The TOR complex is a double–edged sword. On the one hand, it is certainly useful for the development of the body. In the presence of food and growth hormones, cells divide, build their macromolecules and store excess energy. But the excessive activity of cells from some point begins to harm them. Too intensive metabolism leads to breakdowns in proteins and whole organelles, as well as mutations in DNA. But if you block the extra signals from the outside, then the cells have a chance to live longer. That is why calorie restriction turned out to be beneficial for prolonging life: no food – no signal. And that's why rapamycin is also effective: by blocking TOR, it simulates the absence of food.
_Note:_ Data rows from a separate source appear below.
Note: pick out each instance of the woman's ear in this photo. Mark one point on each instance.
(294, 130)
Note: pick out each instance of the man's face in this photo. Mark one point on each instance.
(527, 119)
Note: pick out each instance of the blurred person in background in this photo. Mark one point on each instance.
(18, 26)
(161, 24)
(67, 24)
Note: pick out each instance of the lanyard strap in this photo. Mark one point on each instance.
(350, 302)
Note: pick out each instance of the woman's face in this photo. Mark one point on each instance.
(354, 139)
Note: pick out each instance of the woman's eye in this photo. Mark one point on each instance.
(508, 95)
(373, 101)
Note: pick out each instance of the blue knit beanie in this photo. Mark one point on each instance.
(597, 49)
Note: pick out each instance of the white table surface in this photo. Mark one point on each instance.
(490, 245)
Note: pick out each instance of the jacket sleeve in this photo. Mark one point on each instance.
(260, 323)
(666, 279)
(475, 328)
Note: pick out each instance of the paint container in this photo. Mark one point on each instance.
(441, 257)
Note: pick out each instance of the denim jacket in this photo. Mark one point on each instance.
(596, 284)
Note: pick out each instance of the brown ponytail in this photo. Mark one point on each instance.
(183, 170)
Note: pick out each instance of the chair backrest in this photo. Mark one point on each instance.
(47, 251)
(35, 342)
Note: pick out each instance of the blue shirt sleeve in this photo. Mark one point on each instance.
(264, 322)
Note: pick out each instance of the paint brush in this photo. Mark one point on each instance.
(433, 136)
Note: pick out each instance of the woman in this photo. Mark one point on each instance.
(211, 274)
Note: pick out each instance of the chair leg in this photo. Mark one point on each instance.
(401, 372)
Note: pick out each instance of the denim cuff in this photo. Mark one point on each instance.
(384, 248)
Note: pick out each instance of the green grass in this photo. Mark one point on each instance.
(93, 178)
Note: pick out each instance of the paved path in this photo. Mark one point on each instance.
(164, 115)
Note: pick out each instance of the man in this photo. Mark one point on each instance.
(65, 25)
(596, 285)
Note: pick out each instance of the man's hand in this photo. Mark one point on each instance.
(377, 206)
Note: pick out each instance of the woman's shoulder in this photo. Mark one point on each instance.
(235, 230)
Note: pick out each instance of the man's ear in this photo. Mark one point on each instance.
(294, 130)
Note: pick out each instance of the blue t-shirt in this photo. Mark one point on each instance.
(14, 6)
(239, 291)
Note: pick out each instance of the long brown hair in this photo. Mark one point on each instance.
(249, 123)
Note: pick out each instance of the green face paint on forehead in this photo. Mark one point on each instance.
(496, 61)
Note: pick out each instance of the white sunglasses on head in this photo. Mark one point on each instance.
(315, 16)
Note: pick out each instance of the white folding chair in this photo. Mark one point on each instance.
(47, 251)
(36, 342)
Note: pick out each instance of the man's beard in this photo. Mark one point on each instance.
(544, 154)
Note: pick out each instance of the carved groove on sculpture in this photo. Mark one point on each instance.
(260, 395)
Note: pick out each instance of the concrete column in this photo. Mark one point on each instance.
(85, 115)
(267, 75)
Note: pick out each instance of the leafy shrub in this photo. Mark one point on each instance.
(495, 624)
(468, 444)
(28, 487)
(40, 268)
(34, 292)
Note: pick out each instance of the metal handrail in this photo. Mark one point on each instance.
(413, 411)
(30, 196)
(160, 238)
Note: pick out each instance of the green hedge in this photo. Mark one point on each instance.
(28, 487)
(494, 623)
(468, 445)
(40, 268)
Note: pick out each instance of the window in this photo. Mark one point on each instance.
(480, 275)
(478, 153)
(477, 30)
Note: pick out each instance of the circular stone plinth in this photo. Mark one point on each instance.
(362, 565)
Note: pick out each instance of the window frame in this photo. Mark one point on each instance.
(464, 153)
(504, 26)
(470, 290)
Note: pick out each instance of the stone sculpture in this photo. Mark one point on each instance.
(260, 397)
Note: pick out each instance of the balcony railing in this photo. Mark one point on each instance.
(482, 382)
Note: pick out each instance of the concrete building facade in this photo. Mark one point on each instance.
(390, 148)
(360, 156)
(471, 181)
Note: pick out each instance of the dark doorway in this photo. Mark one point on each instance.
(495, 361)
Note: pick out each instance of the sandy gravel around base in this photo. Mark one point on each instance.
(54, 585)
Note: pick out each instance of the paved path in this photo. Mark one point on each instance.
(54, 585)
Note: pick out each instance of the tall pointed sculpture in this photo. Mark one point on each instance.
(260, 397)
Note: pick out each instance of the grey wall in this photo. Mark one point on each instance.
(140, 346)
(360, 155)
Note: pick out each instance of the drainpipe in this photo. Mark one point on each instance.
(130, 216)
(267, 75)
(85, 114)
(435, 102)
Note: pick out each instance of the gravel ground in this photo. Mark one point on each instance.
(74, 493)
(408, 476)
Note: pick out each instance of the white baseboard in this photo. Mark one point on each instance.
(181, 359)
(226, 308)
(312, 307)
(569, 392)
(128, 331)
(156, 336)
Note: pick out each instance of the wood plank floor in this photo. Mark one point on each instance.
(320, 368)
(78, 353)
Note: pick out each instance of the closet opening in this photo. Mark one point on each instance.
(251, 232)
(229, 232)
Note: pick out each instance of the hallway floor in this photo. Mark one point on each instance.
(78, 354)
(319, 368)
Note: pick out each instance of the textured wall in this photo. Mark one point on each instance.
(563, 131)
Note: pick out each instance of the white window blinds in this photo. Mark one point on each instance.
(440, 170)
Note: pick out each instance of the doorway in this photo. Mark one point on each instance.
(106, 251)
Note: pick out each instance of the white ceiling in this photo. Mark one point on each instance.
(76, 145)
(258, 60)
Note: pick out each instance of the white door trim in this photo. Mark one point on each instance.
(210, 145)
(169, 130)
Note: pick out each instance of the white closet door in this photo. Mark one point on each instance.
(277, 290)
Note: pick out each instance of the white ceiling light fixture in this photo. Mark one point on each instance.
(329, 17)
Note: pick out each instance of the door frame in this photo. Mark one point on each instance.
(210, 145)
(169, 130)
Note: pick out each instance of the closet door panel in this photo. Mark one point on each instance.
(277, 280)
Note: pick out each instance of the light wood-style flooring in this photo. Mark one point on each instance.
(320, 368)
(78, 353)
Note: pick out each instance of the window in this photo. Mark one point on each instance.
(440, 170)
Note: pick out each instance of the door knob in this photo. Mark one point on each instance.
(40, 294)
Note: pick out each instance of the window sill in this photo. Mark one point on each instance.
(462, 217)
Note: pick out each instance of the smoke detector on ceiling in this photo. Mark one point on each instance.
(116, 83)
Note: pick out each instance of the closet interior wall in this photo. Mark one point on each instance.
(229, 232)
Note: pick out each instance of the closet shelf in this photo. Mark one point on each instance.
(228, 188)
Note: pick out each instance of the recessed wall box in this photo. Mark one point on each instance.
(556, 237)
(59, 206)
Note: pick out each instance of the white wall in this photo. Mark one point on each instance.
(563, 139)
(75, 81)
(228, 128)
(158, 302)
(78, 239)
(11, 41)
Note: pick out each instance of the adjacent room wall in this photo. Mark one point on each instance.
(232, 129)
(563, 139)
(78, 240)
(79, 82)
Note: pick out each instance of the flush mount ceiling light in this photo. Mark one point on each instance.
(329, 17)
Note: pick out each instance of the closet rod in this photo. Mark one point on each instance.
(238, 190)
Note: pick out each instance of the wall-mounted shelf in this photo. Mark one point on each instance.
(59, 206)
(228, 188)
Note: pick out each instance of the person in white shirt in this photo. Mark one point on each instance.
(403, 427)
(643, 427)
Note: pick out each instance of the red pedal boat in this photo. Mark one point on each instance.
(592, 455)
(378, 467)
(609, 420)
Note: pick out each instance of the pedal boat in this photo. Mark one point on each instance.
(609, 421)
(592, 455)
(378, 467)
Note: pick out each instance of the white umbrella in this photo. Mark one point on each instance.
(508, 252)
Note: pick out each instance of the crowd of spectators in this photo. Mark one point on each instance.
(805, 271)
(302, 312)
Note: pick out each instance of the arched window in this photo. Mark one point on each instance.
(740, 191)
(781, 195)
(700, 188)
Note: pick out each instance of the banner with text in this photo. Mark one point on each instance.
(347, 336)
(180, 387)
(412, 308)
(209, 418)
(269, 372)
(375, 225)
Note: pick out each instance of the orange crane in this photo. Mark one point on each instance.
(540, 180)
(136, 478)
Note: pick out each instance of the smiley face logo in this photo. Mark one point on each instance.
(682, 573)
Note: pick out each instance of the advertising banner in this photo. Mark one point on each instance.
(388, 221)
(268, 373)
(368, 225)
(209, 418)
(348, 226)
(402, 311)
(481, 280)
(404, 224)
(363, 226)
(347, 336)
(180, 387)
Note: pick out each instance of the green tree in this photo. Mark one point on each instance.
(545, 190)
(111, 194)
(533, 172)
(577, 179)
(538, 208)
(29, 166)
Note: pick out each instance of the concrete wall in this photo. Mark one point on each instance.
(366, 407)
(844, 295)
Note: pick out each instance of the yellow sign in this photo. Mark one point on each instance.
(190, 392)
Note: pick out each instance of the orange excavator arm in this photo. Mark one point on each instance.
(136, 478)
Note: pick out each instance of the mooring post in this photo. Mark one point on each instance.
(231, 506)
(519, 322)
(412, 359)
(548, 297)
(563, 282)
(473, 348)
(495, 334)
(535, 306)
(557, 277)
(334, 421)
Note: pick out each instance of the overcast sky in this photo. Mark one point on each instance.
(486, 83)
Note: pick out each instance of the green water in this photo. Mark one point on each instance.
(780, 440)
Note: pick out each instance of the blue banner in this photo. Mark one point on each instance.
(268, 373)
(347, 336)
But no success story is complete without falls. In the case of rapamycin, serious side effects became a failure. Suppression of immunity is fraught with the development of both infections and tumors, which for some reason escaped the action of the drug. Despite the fact that modern medicines do not use rapamycin itself, but its more effective and harmless derivatives (everolimus, temsirolimus), the danger does not completely disappear. And if you can put up with this in a critical situation when a transplant is needed, then putting healthy people at such risk for the sake of a possible prolongation of life seems inhumane. Therefore, research in the field of animal aging continues, but rapamycin is still contraindicated for humans.

A new hope

Nevertheless, the results of the latest clinical studies published on July 11 in the journal Science Translational Medicine (Mannick et al., TORC1 inhibition enhances immune function and reduces infections in the elderly) have added optimism to gerontologists. Of the 264 volunteers over the age of 65, 200 people received rapamycin analogues for six weeks. After that, they were injected with a seasonal flu vaccine, and then the number of antibodies to the virus was measured as an indicator of immune activity.

One of the groups of subjects received not only an analogue of rapamycin, but also another TOR blocker. And although rapamycin analogues work as immunosuppressors in high concentrations (i.e. they suppress immunity), in small doses (up to 100 times less than they are used in transplants), on the contrary, they have shown themselves to be effective immune stimulants. In the case of a double blockade of the TOR complex, patients had 30 percent more antibodies than those who received a placebo. At the same time, side effects occurred infrequently – only 10 percent of people (however, it should be borne in mind that all participants in the experiment were elderly), and none seriously threatened their life and health. After vaccination, the subjects who received rapamycin analogues also turned out to be stronger: in the next season, their incidence of colds decreased by half (those who took a placebo were ill two or three times a season, and those who received the most "successful" combination of drugs - on average 1.5).

Scientists have not only managed to find a way to strengthen the immunity of older people, but also to prove two fundamental things. Firstly, until now, all proposals to use rapamycin and its analogues to prolong life have caused great doubts and controversy. Now for the first time there is convincing evidence that they can be safe for health, which means that the field for research has opened up. Secondly, the development of "old age pills" for humans is associated with unavoidable obstacles: the subjects live too long (not every scientist himself will live to the end of his experiment, and not every company will want to invest in such a long-term perspective) and are not ready to take risks to decide to participate in such a study. But now we know for sure: the medicine that claims to be the "elixir of eternal youth" has specific short-term positive effects. This means that it can be studied, it can be applied and it is hoped that new experiments with rapamycin will show what it is really capable of.